ECLI:NL:GHARN:2006:AX8775
Gerechtshof Arnhem
- Hoger beroep
- M. Vegter
- A. Verheugt
- L. Lauwaars
- Rechtspraak.nl
Verlenging van terbeschikkingstelling en beoordeling van agressieproblematiek
In deze zaak heeft het Gerechtshof Arnhem op 2 juni 2006 uitspraak gedaan over de verlenging van de terbeschikkingstelling van een betrokkene. Het hof oordeelt dat, hoewel er geen intensieve behandeling meer plaatsvindt, verdere behandeling van de agressieproblematiek van de betrokkene noodzakelijk is. De beslissing van de rechtbank te 's-Gravenhage van 24 januari 2006, die de terbeschikkingstelling met twee jaar verlengde, wordt vernietigd. Het hof wijst het subsidiaire verzoek van de raadsman af, dat het ministerie opdraagt om te bewerkstelligen dat de betrokkene zo spoedig mogelijk op verlof kan. Het hof benadrukt dat het geen beslissingsbevoegdheid heeft over de wijze van tenuitvoerlegging van de maatregel.

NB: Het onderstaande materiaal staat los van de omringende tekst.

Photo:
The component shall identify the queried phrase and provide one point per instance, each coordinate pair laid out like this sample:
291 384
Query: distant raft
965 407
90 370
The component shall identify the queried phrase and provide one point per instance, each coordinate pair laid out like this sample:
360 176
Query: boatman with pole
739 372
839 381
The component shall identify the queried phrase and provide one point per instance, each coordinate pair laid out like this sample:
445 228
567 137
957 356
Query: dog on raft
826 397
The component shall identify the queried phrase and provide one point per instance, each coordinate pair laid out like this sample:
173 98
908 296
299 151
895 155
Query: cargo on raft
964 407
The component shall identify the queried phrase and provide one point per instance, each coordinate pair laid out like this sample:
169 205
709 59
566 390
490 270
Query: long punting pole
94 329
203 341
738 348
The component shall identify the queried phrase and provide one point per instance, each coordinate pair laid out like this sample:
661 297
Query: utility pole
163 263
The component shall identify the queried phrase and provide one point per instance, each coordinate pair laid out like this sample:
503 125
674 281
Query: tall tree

Het hof baseert zijn oordeel op het verlengingsadvies van 18 oktober 2005, waarin wordt vermeld dat de betrokkene lijdt aan een narcistische persoonlijkheidsstoornis. Ondanks de groei in probleemoplossingsvaardigheden van de betrokkene, blijft er een beperkt risico op terugval in delictgedrag. Het hof concludeert dat de veiligheid van anderen en de algemene veiligheid van personen de verlenging van de terbeschikkingstelling eist. De betrokkene moet nog op verlof worden gezet en een resocialisatietraject is noodzakelijk om hem te blijven volgen. Daarom is het hof van oordeel dat een verlenging van de terbeschikkingstelling met een termijn van twee jaar geïndiceerd is.
De uitspraak is gedaan door de voorzitter en de raadsheren van het hof, en is openbaar uitgesproken. De beslissing is genomen in het kader van de Wet op de rechterlijke organisatie, waarbij het hof de verantwoordelijkheid heeft om te beslissen over de verlenging van de terbeschikkingstelling.